Monday, August 10, 2009

A Flavor of Teaching Strategies


Instructor: Celena Larkey, 10 am -12:00

After the keynote, we came back to TC to join a smaller group to focus on a specific grade. I chose to participate in “first-grade” group. Recalling my own writing experiences during all my formative years in China, I felt that the first grade was one of the two crucial moments in my life for learning writing: (1) the time when I began to learn to write as a first grader, and (2) the “bottleneck” period when I was full of emotions but lack of systematic techniques to write. The R&W approaches for first grade here will further illuminate the ways of English teaching for students in big cities in China who take English as a second language from kindergarten, and may also shed light on the approaches of teaching Chinese literacy. Though English and Chinese are two languages having extreme differences, I believe, the concept of being a writer, a fair number of teaching strategies and learning principles, can be shared and co-discussed.


*What is good writing?

The Best Story

Celena asked us what should be the good writing for our students. I wrote down the key words given by peers: confidence, connection, choice, relaxed environment, organized, etc. Before perceiving the answer at the end of this week (the end of the writing institute), I’d like to add more thoughts:


The joys of writing first come from choices. For younger children, especially those who just begin to write, it is not appropriate to give them many restrictions. Let’s forget about connection, paragraph, and grammar. Let’s just write for fun, for something they feel interested, meaningful, and/or something which can help them create a wonderland in their mind. Free writing gives more options for imagination and creativity.

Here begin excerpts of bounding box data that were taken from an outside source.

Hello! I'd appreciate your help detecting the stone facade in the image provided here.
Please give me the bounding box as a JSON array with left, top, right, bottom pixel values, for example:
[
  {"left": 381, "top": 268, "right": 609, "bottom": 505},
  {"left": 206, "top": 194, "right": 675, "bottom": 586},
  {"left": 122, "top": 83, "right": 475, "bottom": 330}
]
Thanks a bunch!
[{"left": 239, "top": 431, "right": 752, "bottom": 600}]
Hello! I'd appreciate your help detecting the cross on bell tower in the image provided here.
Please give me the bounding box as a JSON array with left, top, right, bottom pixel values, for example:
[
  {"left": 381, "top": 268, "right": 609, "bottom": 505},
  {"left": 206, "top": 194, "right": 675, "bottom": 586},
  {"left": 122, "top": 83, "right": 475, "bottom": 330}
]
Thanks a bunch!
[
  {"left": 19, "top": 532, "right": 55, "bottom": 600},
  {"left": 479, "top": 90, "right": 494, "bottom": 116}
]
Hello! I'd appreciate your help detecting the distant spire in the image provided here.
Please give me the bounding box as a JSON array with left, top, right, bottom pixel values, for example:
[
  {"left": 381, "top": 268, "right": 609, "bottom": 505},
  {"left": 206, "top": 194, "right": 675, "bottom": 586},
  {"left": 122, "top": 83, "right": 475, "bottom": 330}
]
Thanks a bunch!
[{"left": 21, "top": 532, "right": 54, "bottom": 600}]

Every child has a palette in his/her mind. They use a mind brush to paint on the palette. How can we as teachers add colors to the teaching of writing? It is our responsibility to elicit their imaginations and guide them to "paint" their beautiful images via texts, pictures, music, and/or other possible media formats.


* Teacher as adult writer

Celena also told us that we would spend about 40 minutes per day this week to practice adult’s writing, to experience ourselves as adult writers. I jotted down ideas for possible topics: my first successful writing experience, my grandma’s brave stories, a story for my beloved, a poem for an only child, etc. I finally decided to write about my grandma's brave expedition in the 1940s, which I will blog about in the later entries.


* The use of "timeline"

The “timeline” here as consulted with Celena is about mapping the ideas you want to use for writing. It can be about breaking up a big idea into small ideas, or selecting special moments within a small idea.